Omg! Love it! Cant find L*****
What!!?? Like after last night you lost her?
Yea me and L***** came back to out hotel at 3am to regroup then went back out; police and 2 bars later, I don't know what happened. Vegas is nuts!
Why is it that every time I type the word "give" my phone spells out HIV?! You know how many people i've told I want to HIV them something!
Sandra Bullock looks like the most recent Michael Jackson
If it looks like I didn't change from last night, it's because I didn't.
I just walked in on my roommate beating off with no pants on, an unbuttoned hawaiian shirt and a cowboy hat, and he weights 300 pounds
This is one of those situations that make me think to myself "what life decision did I make to get here"

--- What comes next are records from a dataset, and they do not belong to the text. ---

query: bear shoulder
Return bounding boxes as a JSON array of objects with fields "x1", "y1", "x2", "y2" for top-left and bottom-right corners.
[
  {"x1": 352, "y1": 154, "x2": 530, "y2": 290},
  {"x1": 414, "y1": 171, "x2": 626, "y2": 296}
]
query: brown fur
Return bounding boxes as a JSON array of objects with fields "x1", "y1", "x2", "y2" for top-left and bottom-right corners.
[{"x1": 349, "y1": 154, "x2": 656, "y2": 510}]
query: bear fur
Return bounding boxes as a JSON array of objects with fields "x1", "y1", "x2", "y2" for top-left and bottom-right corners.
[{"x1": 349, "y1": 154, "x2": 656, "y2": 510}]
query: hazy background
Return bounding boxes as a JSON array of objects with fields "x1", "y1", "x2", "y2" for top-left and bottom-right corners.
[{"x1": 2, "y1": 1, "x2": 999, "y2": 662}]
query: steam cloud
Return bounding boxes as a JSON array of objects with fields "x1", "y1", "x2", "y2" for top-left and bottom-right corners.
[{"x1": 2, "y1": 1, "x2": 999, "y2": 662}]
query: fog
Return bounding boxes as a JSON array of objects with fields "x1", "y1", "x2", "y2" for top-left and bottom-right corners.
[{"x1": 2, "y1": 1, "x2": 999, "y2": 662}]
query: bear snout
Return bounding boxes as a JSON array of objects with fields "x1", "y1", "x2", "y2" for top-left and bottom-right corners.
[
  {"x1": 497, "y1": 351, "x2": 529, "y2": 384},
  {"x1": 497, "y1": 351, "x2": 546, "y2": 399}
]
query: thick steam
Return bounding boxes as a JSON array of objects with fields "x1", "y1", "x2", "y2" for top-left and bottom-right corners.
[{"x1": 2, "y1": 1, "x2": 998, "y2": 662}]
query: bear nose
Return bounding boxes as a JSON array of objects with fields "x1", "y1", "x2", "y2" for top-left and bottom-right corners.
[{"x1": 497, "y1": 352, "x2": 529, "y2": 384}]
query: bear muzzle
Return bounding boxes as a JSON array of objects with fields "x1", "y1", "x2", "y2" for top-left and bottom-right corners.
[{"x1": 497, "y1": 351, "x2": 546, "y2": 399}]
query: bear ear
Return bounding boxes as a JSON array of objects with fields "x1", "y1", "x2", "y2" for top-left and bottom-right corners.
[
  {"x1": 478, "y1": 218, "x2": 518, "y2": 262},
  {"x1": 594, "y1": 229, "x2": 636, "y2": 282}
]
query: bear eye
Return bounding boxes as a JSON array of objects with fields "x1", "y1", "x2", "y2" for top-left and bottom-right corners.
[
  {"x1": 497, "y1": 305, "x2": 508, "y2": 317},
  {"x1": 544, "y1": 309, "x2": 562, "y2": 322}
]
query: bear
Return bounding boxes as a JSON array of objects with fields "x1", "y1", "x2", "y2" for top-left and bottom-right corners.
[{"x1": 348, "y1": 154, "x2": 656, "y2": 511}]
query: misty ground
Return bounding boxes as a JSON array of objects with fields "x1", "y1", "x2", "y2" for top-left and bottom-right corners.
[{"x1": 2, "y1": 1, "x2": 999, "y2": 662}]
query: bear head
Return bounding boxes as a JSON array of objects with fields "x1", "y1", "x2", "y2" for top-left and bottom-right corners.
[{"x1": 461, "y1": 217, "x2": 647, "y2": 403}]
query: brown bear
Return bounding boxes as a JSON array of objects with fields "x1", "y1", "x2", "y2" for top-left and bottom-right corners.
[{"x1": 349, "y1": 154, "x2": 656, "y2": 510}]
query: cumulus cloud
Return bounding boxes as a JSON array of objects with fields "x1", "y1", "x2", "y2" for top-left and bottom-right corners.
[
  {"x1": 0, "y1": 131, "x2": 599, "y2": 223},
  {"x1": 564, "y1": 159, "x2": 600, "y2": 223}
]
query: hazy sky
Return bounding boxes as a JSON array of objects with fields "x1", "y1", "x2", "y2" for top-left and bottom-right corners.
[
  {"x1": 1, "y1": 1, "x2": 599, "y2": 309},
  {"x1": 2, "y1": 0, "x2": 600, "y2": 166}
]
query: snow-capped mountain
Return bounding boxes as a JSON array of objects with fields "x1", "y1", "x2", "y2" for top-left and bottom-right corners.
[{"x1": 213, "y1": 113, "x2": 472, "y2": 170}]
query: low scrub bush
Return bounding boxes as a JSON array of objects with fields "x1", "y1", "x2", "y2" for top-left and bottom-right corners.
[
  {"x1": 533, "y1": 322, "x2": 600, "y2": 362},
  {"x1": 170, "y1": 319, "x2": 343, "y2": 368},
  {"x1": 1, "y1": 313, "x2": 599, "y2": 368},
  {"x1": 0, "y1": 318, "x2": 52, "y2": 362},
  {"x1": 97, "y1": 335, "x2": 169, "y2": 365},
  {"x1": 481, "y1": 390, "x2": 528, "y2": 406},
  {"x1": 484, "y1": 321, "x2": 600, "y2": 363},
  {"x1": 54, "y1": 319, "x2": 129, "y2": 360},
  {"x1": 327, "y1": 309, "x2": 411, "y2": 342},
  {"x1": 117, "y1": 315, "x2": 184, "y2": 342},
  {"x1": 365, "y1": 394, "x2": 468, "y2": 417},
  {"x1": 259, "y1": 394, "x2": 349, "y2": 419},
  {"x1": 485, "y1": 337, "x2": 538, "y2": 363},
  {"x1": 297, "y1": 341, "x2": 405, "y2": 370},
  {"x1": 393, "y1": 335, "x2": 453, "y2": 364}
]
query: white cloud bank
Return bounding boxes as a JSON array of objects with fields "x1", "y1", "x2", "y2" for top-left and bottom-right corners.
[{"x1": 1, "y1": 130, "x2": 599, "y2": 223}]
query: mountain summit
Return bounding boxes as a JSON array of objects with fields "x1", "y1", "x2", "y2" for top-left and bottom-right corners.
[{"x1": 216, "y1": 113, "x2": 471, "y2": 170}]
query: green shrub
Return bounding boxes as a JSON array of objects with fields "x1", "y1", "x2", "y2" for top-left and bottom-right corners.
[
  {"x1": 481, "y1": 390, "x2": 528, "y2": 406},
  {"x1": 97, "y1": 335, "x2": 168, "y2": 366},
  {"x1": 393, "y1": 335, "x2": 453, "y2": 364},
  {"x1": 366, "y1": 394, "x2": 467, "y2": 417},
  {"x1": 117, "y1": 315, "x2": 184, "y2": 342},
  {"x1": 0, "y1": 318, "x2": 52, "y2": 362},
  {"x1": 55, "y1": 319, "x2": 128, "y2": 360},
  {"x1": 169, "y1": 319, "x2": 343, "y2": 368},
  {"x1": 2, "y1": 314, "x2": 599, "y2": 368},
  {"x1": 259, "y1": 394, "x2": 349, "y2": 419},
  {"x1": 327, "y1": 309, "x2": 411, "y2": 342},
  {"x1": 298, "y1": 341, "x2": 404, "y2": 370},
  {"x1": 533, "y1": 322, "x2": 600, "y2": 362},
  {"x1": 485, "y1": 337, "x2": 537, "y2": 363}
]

we are currently watching a singalong porn...just thought you should know
Did I happen to mention where i left my keys when I drunk dialed you last night
i just saw you make out with a girl with facial hair...just thought i would document that in case you forgot
Eating this pizza pocket is like eating out god
Also I have uncooked pasta. I was hoping that could get cooked at your place. Don't ask about the circumstances that I came into ownership of uncooked pasta
Its bad when you wake up with a penis drawn on your face. Its worse when you find out its traced..
Nothing says "forever alone" like receiving a friendship bracelet from your parents.
I peed my pants and am still dancing with guys at the club because I liked my outfit too much to change. Call the ratchet emergency
Dressing as mugato from zoolander Halloween you may want to be the hand model. We can get you a fish bowl filled with Clementine Vodka and soda you can put your hand in.